W.C. Fields was a famous actor, and he could only fall asleep under an umbrella that would get watered by a sprinkler hose. Perhaps it was the white noise that he liked. He would be happy to know that he could buy white noise devices now in this day and age.
Alexandre Dumas was an author, and he wrote several famous novels. He would relieve his insomnia by taking strolls late at night.
Franz Kafka was a famous author, and he had a journal where he wrote of his worst suffering. He wrote one night that he could not fall asleep for three straight nights, and that he slept soundly, but after about an hour of sleeping, he would wake up, and it was as if he had put his head in a bad place.

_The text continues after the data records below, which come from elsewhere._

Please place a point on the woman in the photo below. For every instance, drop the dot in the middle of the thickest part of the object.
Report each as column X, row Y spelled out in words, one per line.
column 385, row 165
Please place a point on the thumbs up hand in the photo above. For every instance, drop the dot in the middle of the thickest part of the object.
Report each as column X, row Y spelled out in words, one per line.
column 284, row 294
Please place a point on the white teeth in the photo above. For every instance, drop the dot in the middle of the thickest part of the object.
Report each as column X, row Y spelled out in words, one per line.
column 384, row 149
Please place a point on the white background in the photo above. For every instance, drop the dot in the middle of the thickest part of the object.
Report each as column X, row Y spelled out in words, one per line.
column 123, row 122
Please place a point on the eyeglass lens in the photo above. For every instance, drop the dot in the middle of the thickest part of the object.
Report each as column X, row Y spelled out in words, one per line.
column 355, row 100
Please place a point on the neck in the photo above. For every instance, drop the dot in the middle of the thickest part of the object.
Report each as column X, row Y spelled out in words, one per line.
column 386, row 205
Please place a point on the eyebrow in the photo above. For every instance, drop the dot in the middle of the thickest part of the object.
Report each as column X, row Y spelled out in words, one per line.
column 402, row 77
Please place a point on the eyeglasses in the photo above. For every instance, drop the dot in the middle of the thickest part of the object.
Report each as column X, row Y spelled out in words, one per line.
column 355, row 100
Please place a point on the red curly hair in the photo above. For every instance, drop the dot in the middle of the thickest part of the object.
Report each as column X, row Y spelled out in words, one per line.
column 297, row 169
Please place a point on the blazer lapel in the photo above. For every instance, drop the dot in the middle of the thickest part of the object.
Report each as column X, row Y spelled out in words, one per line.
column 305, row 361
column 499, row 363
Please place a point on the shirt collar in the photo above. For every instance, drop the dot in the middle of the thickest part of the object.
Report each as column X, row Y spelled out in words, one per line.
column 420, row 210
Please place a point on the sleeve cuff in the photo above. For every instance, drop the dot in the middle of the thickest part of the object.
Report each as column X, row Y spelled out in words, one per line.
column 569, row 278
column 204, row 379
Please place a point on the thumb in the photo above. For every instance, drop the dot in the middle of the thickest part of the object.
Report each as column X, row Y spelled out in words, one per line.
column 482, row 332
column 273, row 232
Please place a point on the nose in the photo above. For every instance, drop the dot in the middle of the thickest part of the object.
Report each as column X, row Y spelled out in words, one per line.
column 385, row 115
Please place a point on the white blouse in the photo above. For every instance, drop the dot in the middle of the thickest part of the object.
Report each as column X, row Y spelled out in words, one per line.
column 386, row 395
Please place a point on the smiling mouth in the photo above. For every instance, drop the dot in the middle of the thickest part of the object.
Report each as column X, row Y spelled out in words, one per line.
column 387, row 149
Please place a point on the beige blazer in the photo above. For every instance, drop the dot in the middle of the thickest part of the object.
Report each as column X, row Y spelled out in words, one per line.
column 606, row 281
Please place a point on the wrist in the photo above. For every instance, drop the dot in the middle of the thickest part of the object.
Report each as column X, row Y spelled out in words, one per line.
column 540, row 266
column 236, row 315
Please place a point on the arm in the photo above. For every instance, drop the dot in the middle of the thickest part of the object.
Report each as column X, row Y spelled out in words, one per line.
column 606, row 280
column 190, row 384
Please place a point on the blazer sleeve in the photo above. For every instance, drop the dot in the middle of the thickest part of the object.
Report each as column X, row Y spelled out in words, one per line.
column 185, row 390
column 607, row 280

Theodore Roosevelt was a U.S. president, and he would take a glass of cognac with a glass of milk before bed. The tryptophan in the milk might have been released by the sweet cognac. Tryptophan is a potent sleep aid because it’s an amino acid that creates serotonin which creates melatonin, and melatonin helps put us to sleep.
Mark Twain was an author who one time tossed a pillow at a bedroom window of one of his friend’s houses he was staying in. When the glass shattering let in some cool air, he went to sleep right away. When he woke up in the morning, he discovered that he had just shattered a glass bookcase.
There have been many great people throughout history with insomnia. Don’t feel bad if you have it. You’re in great company.